March 3, 2011

Leave

A New York Times article last summer began, “The findings have surfaced with ominous regularity over the last few years, and with little notice: members of the clergy now suffer from obesity, hypertension, and depression at rates higher than most Americans. In the last decade, their use of antidepressants has risen, while their life expectancy has fallen. Many would change jobs if they could.

A growing number of health care experts and religious leaders have settled on one simple remedy that has long been a touchy subject with many clerics: taking more time off."

Each January I send out an email to my staff entitled, “Where’s Pete?” and in it is listed all the leaves I will be taking for the coming year. Study leave, vacation, outside assignments, it’s all there and there is plenty of it. I learned long ago what the New York Times is now reporting and I take my leave-taking very seriously. I burn through all four weeks of vacation, a few comp days, and both weeks of study leave. And it makes a huge difference. I suffer from many of the stresses clergy face, but burn-out has never been one of them.

My wife and I primarily use vacation to stay connected to family and friends. I am writing this from the beach at Cabo San Lucas where my brother brings us each year.
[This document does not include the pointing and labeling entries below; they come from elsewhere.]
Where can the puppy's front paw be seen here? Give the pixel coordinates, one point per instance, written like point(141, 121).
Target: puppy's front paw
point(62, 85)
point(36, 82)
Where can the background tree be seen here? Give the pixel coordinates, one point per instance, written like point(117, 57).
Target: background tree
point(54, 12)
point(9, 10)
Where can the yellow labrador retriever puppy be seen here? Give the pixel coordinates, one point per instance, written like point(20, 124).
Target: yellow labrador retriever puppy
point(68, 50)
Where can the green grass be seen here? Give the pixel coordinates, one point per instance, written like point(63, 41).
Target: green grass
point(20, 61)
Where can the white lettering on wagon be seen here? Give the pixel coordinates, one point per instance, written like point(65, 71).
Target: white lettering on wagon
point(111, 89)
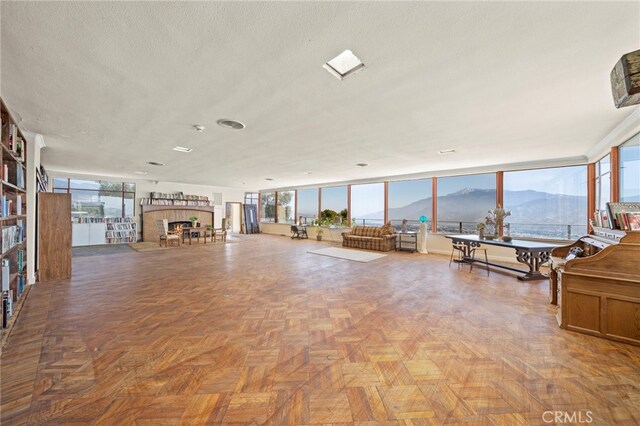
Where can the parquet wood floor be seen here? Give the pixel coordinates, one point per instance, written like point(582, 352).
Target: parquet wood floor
point(260, 332)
We will also visit El’s family at her brother’s home in Sarasota, Fla. The time around the 4th of July takes us back to the “Oceans and Mountains” tour of Ohio at a friend’s cabin in the Appalachian foothills and a cottage on Lake Erie. Then at New Year’s the same group in some combination rents a house together somewhere warm.

For me, the regularity and predictability of the breaks makes the work runs in between so much easier to handle. When I am working I am working incredibly hard. But I know that a time away awaits me.

I realize others take all their time in one summer run but for me spreading the breaks out across the year works best. Whatever works for you, it is absolutely imperative that clergy use all the time off allotted them in their letters of agreement. This is as important for the good of the church as the good of the priest. According to the New York Times, it can be a matter of life and death.